Wichtige Schritte zu mehr Klimaschutz im Umweltausschuss beschlossen.

„Was lange währt, wird endlich gut!“ Diese Lebensweisheit hat sich im 19. Jahrhundert als Redewendung im allgemeinen Sprachgebrauch etabliert und drückt aus, dass sich Geduld, Ausdauer und harte Arbeit am Ende auszahlen und trotz Verzögerung zu einem positiven Ergebnis führen. Genau diese Attribute mussten wir Grüne mitbringen, um ein Kernanliegen unserer kommunalpolitischen Arbeit in Oststeinbek und Havighorst umzusetzen oder vielmehr im ersten Schritt anzustoßen.
Gehen wir zurück zum Umweltausschuss am 22. Februar 2024. Zum damaligen Zeitpunkt hatte die Gemeinde Oststeinbek lediglich eine einzige PV-Anlage (auf dem Rathausdach) geplant und eine Wärmepumpe installiert. Alle anderen kommunalen Gebäude bezogen ihren Strom und ihre Wärme aus dem Netz. Wir fanden damals wie heute, dass die öffentliche Hand eine Vorbildfunktion beim Klimaschutz und der Energiewende haben muss. Daher hatten wir den Antrag gestellt, dass alle kommunalen Liegenschaften ob ihrer Eignung auf PV geprüft werden sollen, damit entschieden werden kann, welche Dächer Photovoltaik bekommen können – ob von der Gemeinde selbst finanziert oder als Genossenschaftslösung im Pachtvertrag spielte für uns dabei eine untergeordnete Rolle. Die damalige Diskussion verlief kontrovers, es gab Widerstand aus anderen Fraktionen – nachzulesen in Oststeinbek Aktuell, Ausgabe März 2024. Wir ließen nicht locker, schoben das Thema immer wieder an, setzten uns als einzige Fraktion für eine Entfristung der Stelle eines Energiemanagers ein – eine Voraussetzung dafür, dass unsere kommunalen Dachflächen überhaupt mit Expertise untersucht werden konnten.

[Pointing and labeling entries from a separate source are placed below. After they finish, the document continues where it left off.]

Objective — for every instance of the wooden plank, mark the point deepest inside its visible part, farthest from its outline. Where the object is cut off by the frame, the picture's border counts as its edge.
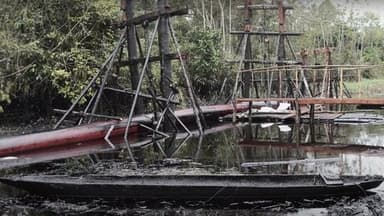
(140, 94)
(307, 101)
(264, 7)
(268, 33)
(266, 62)
(150, 17)
(269, 163)
(171, 56)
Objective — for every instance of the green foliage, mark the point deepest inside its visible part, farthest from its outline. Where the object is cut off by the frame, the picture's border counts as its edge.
(53, 46)
(205, 61)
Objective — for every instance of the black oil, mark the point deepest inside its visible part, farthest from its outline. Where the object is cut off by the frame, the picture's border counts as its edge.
(337, 149)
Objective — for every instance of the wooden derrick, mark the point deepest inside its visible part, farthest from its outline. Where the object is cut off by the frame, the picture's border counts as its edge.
(140, 70)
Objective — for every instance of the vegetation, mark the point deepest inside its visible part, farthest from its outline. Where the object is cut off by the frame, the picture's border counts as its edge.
(50, 49)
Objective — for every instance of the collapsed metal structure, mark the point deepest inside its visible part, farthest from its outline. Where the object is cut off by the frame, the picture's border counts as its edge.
(139, 68)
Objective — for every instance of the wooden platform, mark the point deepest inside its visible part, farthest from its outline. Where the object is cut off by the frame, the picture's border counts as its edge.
(309, 101)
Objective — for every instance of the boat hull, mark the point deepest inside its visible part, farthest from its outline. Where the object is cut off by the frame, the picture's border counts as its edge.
(206, 188)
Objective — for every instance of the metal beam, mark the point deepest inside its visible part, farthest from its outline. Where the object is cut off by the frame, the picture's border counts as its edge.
(140, 94)
(150, 17)
(264, 7)
(171, 56)
(307, 101)
(268, 33)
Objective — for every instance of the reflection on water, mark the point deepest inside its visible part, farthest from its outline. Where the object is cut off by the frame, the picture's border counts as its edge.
(344, 145)
(351, 150)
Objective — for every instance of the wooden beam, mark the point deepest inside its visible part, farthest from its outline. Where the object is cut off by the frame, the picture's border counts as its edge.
(308, 101)
(140, 94)
(266, 62)
(268, 33)
(171, 56)
(352, 101)
(83, 114)
(150, 17)
(270, 163)
(264, 7)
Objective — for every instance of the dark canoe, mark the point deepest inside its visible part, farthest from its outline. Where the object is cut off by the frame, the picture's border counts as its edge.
(196, 187)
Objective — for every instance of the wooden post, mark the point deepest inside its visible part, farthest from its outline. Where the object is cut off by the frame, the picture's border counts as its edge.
(165, 63)
(247, 76)
(341, 83)
(132, 53)
(359, 82)
(312, 122)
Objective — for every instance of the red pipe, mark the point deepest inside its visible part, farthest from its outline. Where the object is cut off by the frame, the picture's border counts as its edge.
(94, 131)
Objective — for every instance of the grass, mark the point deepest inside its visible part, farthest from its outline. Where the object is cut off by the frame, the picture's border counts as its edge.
(367, 88)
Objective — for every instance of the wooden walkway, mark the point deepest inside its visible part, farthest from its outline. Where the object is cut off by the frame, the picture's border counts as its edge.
(310, 101)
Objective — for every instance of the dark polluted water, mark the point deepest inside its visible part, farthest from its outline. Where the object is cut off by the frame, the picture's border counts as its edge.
(268, 148)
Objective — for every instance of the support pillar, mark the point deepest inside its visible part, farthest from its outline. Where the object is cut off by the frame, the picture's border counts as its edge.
(132, 53)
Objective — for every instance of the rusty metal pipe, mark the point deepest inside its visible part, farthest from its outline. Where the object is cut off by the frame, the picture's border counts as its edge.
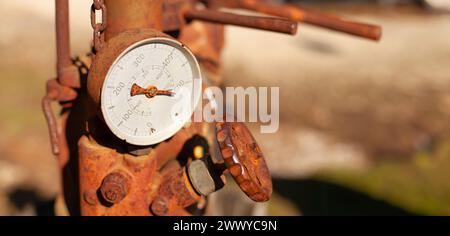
(328, 21)
(62, 36)
(263, 23)
(125, 15)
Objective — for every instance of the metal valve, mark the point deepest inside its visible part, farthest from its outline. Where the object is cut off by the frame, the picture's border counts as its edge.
(242, 158)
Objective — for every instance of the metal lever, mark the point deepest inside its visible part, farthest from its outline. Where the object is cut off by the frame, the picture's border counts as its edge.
(308, 16)
(264, 23)
(242, 158)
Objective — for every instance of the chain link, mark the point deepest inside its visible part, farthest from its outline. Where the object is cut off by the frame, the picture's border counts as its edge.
(99, 28)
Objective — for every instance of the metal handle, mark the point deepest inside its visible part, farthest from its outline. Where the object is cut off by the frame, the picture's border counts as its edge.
(264, 23)
(328, 21)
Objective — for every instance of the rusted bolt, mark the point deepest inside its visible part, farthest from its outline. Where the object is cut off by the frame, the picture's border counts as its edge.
(160, 206)
(114, 187)
(90, 196)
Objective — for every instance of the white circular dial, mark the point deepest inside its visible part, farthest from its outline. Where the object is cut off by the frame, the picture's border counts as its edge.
(151, 91)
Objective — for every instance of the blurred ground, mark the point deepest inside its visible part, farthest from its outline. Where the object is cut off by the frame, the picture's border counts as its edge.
(367, 117)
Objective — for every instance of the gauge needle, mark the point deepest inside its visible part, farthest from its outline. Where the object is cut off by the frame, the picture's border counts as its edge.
(149, 92)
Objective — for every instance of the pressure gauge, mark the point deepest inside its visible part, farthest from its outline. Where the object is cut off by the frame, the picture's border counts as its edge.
(150, 89)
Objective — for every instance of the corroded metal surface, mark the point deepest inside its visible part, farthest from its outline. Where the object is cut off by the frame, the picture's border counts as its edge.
(263, 23)
(244, 160)
(300, 14)
(99, 175)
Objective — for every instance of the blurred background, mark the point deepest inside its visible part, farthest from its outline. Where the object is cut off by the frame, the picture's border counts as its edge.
(364, 126)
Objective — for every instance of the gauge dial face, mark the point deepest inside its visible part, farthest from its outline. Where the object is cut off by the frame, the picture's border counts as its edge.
(151, 91)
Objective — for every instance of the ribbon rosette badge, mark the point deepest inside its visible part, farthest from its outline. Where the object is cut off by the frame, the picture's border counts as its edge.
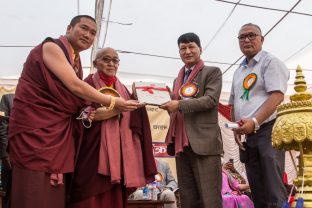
(249, 82)
(189, 90)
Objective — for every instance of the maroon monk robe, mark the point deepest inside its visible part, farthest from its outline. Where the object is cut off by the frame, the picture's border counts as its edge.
(88, 185)
(42, 120)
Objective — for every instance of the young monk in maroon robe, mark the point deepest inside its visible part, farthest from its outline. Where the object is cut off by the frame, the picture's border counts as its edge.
(115, 153)
(43, 121)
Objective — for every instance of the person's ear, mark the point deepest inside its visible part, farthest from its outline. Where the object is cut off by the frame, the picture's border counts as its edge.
(69, 27)
(94, 63)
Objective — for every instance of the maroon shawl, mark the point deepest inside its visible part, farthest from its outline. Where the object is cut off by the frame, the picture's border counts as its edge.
(120, 149)
(42, 122)
(177, 134)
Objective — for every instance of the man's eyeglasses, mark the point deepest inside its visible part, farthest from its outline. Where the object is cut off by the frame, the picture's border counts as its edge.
(108, 60)
(250, 36)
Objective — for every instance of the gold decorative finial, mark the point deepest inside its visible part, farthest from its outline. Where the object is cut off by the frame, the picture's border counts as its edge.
(300, 87)
(293, 131)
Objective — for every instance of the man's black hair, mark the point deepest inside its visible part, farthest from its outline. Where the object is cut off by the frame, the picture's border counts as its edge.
(76, 19)
(188, 38)
(253, 25)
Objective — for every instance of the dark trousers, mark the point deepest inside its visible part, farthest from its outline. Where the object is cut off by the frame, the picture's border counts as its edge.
(200, 180)
(264, 171)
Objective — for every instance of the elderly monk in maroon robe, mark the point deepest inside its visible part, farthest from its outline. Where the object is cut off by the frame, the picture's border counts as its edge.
(43, 121)
(116, 152)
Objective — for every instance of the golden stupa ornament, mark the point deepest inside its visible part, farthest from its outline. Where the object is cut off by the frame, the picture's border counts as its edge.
(293, 131)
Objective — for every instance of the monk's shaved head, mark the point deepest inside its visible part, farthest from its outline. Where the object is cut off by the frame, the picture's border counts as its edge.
(104, 51)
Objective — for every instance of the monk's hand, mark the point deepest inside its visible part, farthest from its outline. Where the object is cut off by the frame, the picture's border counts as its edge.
(247, 127)
(171, 106)
(237, 138)
(91, 115)
(103, 114)
(126, 105)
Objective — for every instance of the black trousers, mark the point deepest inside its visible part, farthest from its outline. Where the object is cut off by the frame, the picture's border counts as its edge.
(265, 167)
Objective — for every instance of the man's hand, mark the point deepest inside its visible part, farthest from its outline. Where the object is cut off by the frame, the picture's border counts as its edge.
(129, 105)
(171, 106)
(247, 127)
(237, 138)
(229, 166)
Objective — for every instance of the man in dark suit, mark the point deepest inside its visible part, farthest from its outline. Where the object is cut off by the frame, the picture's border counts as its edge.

Photovoltaikanlagen auf den Dächern der Kita Meessen und der Friedhofskapelle beschlossen
Mittlerweile gibt es politisch eine breite Mehrheit für unser Anliegen und so wurde im Umweltausschuss am 04. Juni 2026 eine große Photovoltaikanlage auf dem Dach der Kita Meessen (übrigens unser Vorschlag, genau damit zu beginnen) und auf dem Dach der Friedhofskapelle beschlossen. Der erste Schritt zu mehr erneuerbaren, kommunal erzeugtem Strom ist damit gemacht.
Heizungstausch im Musischen Forum vertagt. Perspektivisch soll eine Wärmepumpe installiert werden
Im gleichen Atemzug nehmen wir erfreut zur Kenntnis, dass sich auch die Diskussionen über die Heizungsform unserer kommunalen Gebäude geändert haben. Als Beispiel sei der Heizungstausch im Musischen Forum genannt. Stand in der ersten Beschlussvorlage der Verwaltung vom 18. September 2025 noch die klare Empfehlung, den alten Gaskessel durch eine neue Brennwerttherme zu ersetzen, da eine Wärmepumpe nicht wirtschaftlich sei, konnten wir erreichen, dass noch einmal genau nachgerechnet wird. Siehe da: Eine Wärmepumpe hätte lediglich eine um ein Jahr längere Amortisation als ein neuer Gaskessel. Zwar reichten die Stimmen von SPD und Grüne im Umweltausschuss noch nicht für den sofortigen Austausch des Kessels (es wurde zunächst die Reparatur der alten Gastherme beschlossen), jedoch artikulierte auch die OWG ihren Willen, den Kessel, sollte er alsbald nicht mehr reparaturfähig sein, gegen eine Wärmepumpe auszutauschen. Wir Grüne haben uns zusammen mit der SPD dafür stark gemacht, schon jetzt auf eine klimafreundliche Lösung zu setzen, um von fossilen Brennstoffen aus Krisengebieten unabhängig zu werden. Die geopolitische Lage sollte eigentlich Mahnung genug sein.
Kommunale Wärmeplanung wird fortgeführt. AG Mobilität unterstützt unsere Klimamanagerin
Und auch in Sachen klimafreundliche Mobilität gab es Erfreuliches im Ausschuss. Unsere Klimaschutzmanagerin hat hervorragende Vorarbeit geleistet und sinnvolle und unterstützenswerte Konzepte im Bereich Kommunale Wärmeplanung (Erstellung eine Integrativen Konzepts für das Quartier nördlich der Möllner Landstraße) sowie ein Radverkehrskonzept für das Gewerbegebiet vorgelegt. Die SPD hat letzteren Antrag um die Einbeziehung der AG Mobilität, in der wir uns ebenfalls sehr stark engagieren, erweitert. Wir sehen auch diese Initiativen als guten, ersten Schritt. Aber, „was lange währt, wird endlich gut!“ Wir bleibend dran!